Introduction
The ever-growing energy demand with the increasing population and rise
in the economy has led to a rapid increase in the total energy demand
globally.1,2 More than 80 % of the energy supplies
come from carbon-rich non-renewable energy sources in the current
situation.3 Battery technologies are being established
rapidly due to its increasing demand in portable devices, stationary
frameworks, and electric vehicles.4,5 Among present
various battery technologies, Lead-Acid (PbA), Nickel-Metal Hydride
(NiMH), Nickel-Cadmium (NiCd) and Lithium-ion (Li-ion) are the major
chemistries towards different applications due to their specific
characteristics related to energy density, power density, durability,
and economic feasibility.6–8 Even though the growing
popularity of Li-ion and NiMH batteries, the demand for PbA batteries
grows proportionately due to their ease in availability, manufacturing,
maintenance, reliability, recycling and cost.9 Lead
acid battery demand is higher in large-scale applications such as
renewable energy storage system, e.g., wind and solar technologies
despite having lower energy density (< 50 Wh/kg). Lead acid
battery market share is the largest for stationary energy storage system
due to the development of innovative grid with Ca and Ti additives and
electrodes with functioning carbon,
Ga2O3 and
Bi2O3 additives.10,11In the current scenario, leak-proof and maintenance-free Sealed Lead
Acid batteries (SLAs) are used in multiple applications such as
motorcycles, ATVs, home alarm systems, toys, backup systems, workout
equipment and generators.12–14
Temperature plays a key role in the battery operation as it affects the
cycle life, performance, and available capacity. The PbA battery system
are designed to perform optimally at ambient temperature (25 °C) for
performance, capacity and cyclability. However, they degrade faster when
operated at higher than ambient conditions leading to shorter cycle life
due to the degradation of electrode and grid
materials.6 The oxidation and reduction rates increase
significantly at both Pb anode and PbO2 cathode, leading
to higher discharge capacity at elevated
temperatures.7,12 Besides having a deleterious impact
on the cycle life at elevated temperatures, several other impacts
include self-discharge reactions, loss of electrolyte, active material
shedding, grid corrosion, and loss of mechanical strength of the
positive electrode (PbO2).15–17Shedding or loss of positive active mass particles into the electrolyte
could also increase corrosion and macro defects on the lugs of the
negative electrode.16,17 While operating at lower
temperature, low electrolyte conductivity and active material results in
reduced available capacity.6 To reduce the corrosion
or degradation rate of the PbA battery, limiting the internal
temperature to < 60 °C could minimize the electrolyte
vaporization.18 The cell internal pressure should be
in acceptable range for long term optimum performances. However, it was
reported that charging efficiency and cyclability were improved under
high internal pressure with the favorable crystal structure of the
electrodes.16 Performance evaluation of the batteries
at elevated temperatures and near-freezing temperature is critical for
using these batteries for outdoor energy storage applications in hot and
cold conditions.6
The adverse effect of temperature also includes reduced discharge
capacity, increased internal resistance and self-discharge with
increased duration at extreme temperatures. Typical PbA batteries
undergo many charge/discharge cycles during their life
time.10 Hence it is necessary to understand the
complete cycling behavior of PbA battery in various operating
conditions, including incomplete charging, slow discharging, extreme
conditions such as temperature fluctuations, and vibrations that cause
degradation of internal components leading to failure of the battery.
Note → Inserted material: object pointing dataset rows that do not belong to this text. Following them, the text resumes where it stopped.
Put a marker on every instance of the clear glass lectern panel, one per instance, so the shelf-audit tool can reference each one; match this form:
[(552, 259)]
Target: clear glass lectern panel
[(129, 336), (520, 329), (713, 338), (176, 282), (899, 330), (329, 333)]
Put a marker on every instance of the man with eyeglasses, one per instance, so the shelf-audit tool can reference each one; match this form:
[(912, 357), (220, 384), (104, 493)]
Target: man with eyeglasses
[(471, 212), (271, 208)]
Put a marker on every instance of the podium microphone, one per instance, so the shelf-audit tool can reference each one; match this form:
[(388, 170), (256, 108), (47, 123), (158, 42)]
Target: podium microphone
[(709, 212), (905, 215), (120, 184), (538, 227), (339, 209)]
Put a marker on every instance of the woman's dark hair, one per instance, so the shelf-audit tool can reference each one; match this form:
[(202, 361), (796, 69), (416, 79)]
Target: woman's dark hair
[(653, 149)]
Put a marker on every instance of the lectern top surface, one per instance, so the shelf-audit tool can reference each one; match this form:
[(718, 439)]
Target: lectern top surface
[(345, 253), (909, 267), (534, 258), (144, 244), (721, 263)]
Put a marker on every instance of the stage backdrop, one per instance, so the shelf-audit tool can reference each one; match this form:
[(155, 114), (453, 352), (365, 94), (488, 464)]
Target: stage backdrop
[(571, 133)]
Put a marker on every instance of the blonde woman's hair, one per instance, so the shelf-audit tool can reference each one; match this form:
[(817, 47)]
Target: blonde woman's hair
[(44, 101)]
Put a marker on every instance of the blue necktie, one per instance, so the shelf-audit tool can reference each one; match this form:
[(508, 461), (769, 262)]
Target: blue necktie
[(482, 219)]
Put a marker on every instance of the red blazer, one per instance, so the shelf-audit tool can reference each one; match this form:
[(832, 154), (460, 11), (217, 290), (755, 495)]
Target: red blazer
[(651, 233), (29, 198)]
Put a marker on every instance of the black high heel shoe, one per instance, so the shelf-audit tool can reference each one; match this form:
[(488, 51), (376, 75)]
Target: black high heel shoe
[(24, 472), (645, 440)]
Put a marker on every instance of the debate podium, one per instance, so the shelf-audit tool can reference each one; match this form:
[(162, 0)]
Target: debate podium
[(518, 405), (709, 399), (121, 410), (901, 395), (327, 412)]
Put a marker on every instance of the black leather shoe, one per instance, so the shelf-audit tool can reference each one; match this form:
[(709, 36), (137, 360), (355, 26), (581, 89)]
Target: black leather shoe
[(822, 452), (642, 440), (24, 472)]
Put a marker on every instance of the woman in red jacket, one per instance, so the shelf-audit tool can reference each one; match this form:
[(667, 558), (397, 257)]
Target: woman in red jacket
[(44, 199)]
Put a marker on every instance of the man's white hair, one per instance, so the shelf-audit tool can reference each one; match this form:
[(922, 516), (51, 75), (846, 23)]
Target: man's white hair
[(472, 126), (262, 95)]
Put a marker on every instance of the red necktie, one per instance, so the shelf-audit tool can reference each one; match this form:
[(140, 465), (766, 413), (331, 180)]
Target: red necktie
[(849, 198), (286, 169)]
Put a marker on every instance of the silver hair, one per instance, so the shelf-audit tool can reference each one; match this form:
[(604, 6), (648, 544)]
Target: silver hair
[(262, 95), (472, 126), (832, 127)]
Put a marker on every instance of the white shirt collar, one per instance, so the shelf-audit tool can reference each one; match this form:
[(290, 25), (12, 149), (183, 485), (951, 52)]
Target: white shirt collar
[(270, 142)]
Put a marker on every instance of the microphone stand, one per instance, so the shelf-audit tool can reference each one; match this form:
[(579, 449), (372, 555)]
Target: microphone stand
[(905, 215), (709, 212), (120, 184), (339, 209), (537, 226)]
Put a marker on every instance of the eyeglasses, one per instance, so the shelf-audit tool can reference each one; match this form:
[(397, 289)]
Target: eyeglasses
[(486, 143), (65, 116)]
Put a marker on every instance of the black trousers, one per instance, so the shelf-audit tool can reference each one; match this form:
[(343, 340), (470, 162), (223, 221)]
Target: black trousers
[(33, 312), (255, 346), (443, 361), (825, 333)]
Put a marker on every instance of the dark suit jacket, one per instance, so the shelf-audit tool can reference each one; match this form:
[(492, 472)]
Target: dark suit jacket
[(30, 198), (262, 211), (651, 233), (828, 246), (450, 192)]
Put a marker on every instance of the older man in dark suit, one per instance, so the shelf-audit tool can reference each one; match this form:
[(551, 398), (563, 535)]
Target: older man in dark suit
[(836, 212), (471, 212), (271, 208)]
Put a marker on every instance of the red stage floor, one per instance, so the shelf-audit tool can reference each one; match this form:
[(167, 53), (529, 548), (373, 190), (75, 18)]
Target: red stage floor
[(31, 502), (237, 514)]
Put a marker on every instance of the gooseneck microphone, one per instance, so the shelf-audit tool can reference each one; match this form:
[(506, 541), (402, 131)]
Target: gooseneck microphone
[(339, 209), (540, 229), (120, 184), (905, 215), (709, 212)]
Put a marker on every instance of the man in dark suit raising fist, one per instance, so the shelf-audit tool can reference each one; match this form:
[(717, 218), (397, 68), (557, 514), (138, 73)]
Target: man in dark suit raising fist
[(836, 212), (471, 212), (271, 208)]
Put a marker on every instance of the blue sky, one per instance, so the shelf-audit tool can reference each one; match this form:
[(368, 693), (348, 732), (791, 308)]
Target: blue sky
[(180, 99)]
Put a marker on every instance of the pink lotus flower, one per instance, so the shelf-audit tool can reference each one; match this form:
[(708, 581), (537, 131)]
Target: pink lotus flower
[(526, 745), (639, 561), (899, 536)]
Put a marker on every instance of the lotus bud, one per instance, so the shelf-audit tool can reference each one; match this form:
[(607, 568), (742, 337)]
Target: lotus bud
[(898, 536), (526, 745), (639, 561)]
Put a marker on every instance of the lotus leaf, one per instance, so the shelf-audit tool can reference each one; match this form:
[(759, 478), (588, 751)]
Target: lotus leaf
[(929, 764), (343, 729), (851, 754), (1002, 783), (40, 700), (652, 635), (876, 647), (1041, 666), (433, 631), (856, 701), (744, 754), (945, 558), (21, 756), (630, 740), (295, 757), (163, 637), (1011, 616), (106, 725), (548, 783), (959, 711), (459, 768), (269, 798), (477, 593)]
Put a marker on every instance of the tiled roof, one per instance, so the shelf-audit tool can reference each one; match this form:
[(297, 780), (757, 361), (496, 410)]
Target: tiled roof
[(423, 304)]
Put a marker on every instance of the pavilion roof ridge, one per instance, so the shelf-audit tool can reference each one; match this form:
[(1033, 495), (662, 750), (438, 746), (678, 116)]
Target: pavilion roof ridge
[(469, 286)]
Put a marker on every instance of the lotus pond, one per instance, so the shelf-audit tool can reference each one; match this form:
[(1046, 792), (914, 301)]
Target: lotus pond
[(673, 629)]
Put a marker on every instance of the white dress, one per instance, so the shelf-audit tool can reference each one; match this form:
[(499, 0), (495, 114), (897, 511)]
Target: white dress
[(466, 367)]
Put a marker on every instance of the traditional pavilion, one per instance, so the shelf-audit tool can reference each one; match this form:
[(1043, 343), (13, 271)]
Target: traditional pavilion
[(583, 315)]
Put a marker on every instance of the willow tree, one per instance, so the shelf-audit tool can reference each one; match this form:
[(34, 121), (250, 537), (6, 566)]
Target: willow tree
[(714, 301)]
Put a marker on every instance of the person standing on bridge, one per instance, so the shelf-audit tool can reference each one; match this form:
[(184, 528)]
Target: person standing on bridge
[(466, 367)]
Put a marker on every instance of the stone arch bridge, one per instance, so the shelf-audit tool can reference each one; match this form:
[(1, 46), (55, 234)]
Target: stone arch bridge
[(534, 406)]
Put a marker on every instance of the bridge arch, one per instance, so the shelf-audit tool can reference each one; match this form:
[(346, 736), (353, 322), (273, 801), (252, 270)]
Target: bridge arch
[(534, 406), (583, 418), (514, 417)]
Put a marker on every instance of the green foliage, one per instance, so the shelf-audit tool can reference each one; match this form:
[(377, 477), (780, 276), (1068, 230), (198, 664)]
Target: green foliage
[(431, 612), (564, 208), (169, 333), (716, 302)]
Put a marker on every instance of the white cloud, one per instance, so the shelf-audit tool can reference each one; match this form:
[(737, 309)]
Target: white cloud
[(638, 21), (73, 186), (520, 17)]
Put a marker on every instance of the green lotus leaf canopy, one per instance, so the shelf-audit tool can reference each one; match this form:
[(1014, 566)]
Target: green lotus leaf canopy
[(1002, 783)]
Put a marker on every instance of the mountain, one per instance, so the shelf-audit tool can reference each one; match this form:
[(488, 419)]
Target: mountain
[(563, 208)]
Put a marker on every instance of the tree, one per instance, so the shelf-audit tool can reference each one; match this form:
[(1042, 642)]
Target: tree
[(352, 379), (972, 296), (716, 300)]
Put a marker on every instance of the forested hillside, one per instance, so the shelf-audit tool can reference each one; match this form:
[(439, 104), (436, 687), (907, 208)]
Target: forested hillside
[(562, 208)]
In this work, a systematic study was conducted to analyze the 2V/5Ah
Enersys® Cyclon sealed lead-acid (SLA) cells cycled at -10, 0, 25 and 40
°C, to minimize the experimentation duration as these conditions are
practical for vehicles used or stored in frozen tundra and arid desert
climates. To evaluate these condition, electrochemical impedance
spectroscopy (EIS) was carried out to evaluate internal resistance
(ohmic and charge transfer) to explain the degradation mechanism of the
battery. Further, electrode materials were extracted post cycling
analysis for morphology characterization using X-ray diffraction (XRD),
and Energy-dispersive X-ray spectroscopy analysis (EDX). SLA batteries
were observed to degrade faster at higher temperatures (25 and 40°C).
However, the degradation is minimal at lower temperatures (0 and -10 °C)
due to less active material and slower kinetics. The impedance values,
x-axis intercept of Nyquist plot was observed to increase with cycling
at all the temperatures.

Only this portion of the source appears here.